Access to the internet is not a human right, let alone free-as-in-freedom access to it.

Some political activists from the Google Jigsaw page and Mozilla's internet health report argue otherwise... based on the status quo I agree with you instead.
23 hours ago, OpenSourcerer said:

Your measurement of how many times a country is mentioned is the same bogus as when some manager rates the quality of your code by how many lines you wrote.

A law doesn't mean anything without the consensus upon which actions it applies. The current takeaway from their document is "be good to the internet" without mentioning that arbitrary laws signed on false grounds can wreak havoc. But of course they can't point to at least two members of the security council in these documents.
23 hours ago, OpenSourcerer said:

What it especially doesn't say is that UN endorses or even supports censorship, that's an entirely subjective, malicious interpretation.

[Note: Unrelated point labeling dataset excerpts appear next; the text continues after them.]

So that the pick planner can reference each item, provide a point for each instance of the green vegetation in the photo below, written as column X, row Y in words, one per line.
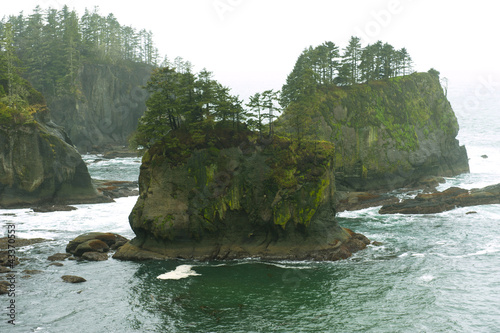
column 18, row 100
column 53, row 44
column 325, row 66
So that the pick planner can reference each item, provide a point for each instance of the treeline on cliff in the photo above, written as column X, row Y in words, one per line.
column 324, row 65
column 53, row 44
column 181, row 99
column 196, row 102
column 19, row 101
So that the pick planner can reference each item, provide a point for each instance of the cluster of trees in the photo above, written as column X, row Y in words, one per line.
column 18, row 100
column 181, row 99
column 52, row 44
column 325, row 65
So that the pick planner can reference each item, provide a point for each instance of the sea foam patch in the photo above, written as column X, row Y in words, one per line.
column 180, row 272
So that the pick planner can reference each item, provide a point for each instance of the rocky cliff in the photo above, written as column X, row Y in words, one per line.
column 238, row 197
column 38, row 165
column 105, row 108
column 389, row 133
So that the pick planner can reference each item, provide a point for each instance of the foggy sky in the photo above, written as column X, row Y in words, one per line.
column 252, row 45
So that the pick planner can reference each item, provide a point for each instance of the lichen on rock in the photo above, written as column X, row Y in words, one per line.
column 244, row 196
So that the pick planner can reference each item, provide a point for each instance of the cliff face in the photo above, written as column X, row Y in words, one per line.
column 106, row 107
column 250, row 199
column 390, row 133
column 39, row 166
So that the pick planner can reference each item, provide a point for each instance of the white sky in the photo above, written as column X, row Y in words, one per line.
column 252, row 45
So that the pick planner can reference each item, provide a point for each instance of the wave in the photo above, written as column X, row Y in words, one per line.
column 180, row 272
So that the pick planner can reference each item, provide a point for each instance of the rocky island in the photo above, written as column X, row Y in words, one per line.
column 38, row 163
column 214, row 191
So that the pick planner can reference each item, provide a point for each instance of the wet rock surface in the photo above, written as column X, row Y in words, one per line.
column 454, row 197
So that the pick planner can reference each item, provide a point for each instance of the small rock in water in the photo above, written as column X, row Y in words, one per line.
column 4, row 269
column 95, row 256
column 72, row 279
column 59, row 256
column 53, row 208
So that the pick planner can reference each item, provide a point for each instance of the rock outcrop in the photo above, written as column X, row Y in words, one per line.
column 105, row 109
column 93, row 246
column 242, row 197
column 454, row 197
column 39, row 165
column 389, row 133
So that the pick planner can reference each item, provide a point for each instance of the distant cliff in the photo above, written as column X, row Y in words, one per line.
column 237, row 197
column 105, row 108
column 388, row 133
column 38, row 165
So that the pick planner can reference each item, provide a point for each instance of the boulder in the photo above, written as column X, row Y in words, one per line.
column 109, row 239
column 93, row 245
column 59, row 257
column 95, row 256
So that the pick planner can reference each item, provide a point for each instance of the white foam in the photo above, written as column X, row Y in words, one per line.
column 180, row 272
column 427, row 278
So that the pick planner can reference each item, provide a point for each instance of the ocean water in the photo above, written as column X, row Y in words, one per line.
column 433, row 273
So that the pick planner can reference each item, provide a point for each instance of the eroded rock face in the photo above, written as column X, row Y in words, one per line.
column 390, row 133
column 260, row 198
column 38, row 165
column 106, row 110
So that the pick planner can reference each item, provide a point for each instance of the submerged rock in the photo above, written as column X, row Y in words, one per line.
column 21, row 242
column 94, row 246
column 95, row 256
column 53, row 208
column 59, row 257
column 116, row 189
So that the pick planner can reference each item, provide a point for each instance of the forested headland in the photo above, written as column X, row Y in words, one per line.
column 51, row 45
column 181, row 99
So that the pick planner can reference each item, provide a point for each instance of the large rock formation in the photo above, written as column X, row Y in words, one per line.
column 106, row 106
column 233, row 195
column 38, row 165
column 242, row 197
column 389, row 133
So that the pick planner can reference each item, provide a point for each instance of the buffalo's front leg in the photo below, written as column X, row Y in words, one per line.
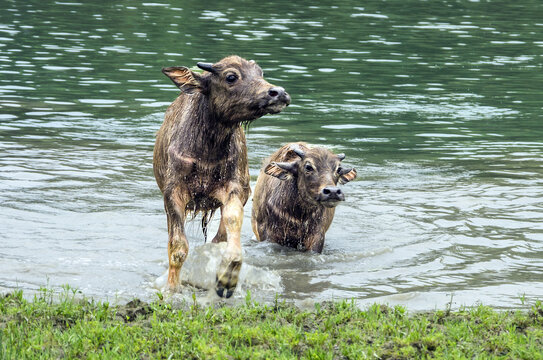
column 228, row 273
column 178, row 246
column 221, row 233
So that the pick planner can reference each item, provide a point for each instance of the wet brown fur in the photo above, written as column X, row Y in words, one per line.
column 200, row 156
column 285, row 209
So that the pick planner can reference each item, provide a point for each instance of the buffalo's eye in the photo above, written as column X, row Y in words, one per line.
column 231, row 78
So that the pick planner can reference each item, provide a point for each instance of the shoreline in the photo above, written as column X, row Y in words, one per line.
column 67, row 325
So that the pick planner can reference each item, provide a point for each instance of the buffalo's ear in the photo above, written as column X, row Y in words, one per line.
column 346, row 175
column 185, row 79
column 281, row 170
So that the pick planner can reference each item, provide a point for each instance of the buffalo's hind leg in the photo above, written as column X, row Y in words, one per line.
column 228, row 273
column 178, row 246
column 221, row 233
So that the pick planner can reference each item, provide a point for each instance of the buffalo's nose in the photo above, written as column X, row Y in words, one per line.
column 332, row 193
column 279, row 93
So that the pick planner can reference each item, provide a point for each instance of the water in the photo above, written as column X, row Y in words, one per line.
column 437, row 104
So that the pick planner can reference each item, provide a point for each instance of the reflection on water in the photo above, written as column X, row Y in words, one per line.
column 437, row 105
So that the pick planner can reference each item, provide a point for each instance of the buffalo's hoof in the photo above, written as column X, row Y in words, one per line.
column 227, row 279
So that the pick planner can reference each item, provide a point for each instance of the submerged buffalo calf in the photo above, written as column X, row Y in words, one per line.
column 296, row 194
column 200, row 155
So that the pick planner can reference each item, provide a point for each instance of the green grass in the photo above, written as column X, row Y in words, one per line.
column 66, row 326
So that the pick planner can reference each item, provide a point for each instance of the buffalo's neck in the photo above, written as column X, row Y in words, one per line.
column 204, row 135
column 298, row 207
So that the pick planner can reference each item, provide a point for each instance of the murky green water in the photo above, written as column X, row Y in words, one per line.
column 438, row 104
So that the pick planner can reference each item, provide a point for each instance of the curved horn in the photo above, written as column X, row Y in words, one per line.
column 206, row 67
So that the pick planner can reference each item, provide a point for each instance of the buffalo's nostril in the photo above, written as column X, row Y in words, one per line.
column 276, row 91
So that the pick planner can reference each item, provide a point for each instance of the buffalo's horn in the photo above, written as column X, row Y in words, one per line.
column 206, row 67
column 290, row 167
column 298, row 151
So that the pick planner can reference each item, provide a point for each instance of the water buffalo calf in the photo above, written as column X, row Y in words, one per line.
column 296, row 194
column 200, row 155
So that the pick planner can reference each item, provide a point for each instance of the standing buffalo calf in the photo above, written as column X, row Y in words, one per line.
column 295, row 205
column 200, row 155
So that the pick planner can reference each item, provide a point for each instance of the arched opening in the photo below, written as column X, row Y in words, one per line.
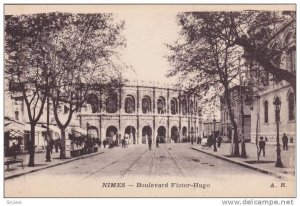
column 191, row 108
column 266, row 111
column 174, row 134
column 146, row 133
column 192, row 135
column 161, row 105
column 146, row 105
column 161, row 134
column 184, row 134
column 111, row 134
column 94, row 103
column 93, row 132
column 129, row 104
column 184, row 107
column 174, row 108
column 112, row 104
column 277, row 99
column 130, row 135
column 291, row 106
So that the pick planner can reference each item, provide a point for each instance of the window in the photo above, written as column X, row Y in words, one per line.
column 146, row 105
column 291, row 105
column 111, row 104
column 161, row 106
column 266, row 111
column 173, row 106
column 129, row 104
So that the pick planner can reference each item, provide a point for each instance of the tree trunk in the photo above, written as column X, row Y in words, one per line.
column 236, row 151
column 63, row 144
column 31, row 145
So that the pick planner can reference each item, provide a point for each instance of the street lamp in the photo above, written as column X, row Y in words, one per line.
column 87, row 129
column 215, row 141
column 277, row 104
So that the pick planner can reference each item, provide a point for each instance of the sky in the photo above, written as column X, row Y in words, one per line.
column 147, row 34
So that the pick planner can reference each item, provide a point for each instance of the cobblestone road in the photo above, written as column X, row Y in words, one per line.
column 136, row 162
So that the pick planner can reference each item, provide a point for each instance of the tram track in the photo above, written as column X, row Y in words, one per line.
column 133, row 163
column 112, row 163
column 183, row 173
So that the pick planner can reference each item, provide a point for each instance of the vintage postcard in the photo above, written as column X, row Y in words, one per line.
column 149, row 100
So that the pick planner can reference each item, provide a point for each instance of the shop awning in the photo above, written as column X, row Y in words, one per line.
column 37, row 128
column 14, row 125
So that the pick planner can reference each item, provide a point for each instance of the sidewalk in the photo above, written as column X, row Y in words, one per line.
column 16, row 170
column 267, row 163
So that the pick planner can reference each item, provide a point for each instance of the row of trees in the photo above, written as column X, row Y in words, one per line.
column 59, row 57
column 207, row 56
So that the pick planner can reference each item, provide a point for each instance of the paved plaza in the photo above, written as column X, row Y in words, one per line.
column 136, row 164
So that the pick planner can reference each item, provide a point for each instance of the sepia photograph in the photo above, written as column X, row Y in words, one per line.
column 149, row 100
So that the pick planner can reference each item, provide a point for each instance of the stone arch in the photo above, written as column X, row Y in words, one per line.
column 146, row 104
column 184, row 106
column 184, row 132
column 291, row 105
column 111, row 133
column 275, row 99
column 94, row 103
column 130, row 134
column 93, row 132
column 161, row 134
column 111, row 103
column 174, row 106
column 174, row 134
column 129, row 104
column 146, row 133
column 161, row 105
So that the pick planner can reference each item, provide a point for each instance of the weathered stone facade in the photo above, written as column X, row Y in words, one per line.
column 143, row 110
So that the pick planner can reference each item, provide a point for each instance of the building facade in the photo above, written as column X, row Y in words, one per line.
column 141, row 110
column 209, row 126
column 226, row 125
column 263, row 122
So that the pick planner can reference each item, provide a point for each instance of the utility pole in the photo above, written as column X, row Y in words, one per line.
column 243, row 146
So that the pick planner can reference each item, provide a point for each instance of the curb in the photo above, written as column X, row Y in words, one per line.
column 53, row 165
column 264, row 171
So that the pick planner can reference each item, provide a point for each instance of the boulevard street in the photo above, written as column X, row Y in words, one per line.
column 176, row 165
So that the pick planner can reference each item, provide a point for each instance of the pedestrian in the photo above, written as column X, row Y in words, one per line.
column 285, row 141
column 149, row 142
column 123, row 142
column 56, row 145
column 99, row 143
column 262, row 146
column 157, row 142
column 14, row 150
column 219, row 140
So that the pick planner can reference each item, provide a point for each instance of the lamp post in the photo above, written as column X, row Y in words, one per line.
column 87, row 129
column 215, row 141
column 277, row 104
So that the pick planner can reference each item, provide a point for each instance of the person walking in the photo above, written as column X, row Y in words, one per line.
column 157, row 142
column 219, row 140
column 285, row 141
column 262, row 146
column 149, row 142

My interpretation is based on the results of laws like "Laws and policies addressing hate speech or online disinformation should be in place" (actually it was argued to be for children's safety, not hate speech). When people are raided or imprisoned for "wrongthink" social media posts (in one case the post was almost 10 years old):
  1. https://regnum.ru/news/2800992.html - https://regnum-ru.translate.goog/news/2800992.html?_x_tr_sl=ru&_x_tr_tl=en&_x_tr_hl=en-US&_x_tr_pto=nui
  2. https://roskomsvoboda.org/cards/card/safe-posting-rules/ - https://roskomsvoboda-org.translate.goog/cards/card/safe-posting-rules/?_x_tr_sl=ru&_x_tr_tl=en&_x_tr_hl=en-US&_x_tr_pto=nui
These are actually extreme examples but were the first two links from online search. People have got in trouble for less. Political activists practically cannot use the clear net at all because all their actions are tracked and easily traced (like mandatory Yarovaya data collection law in Russia), unlike in real life where you can come together and privately exchange ideas.
PS: The UN doesn't say anything directly because of empty burocratic language. What I looked for is a critique of censorship and law abuse and found nothing.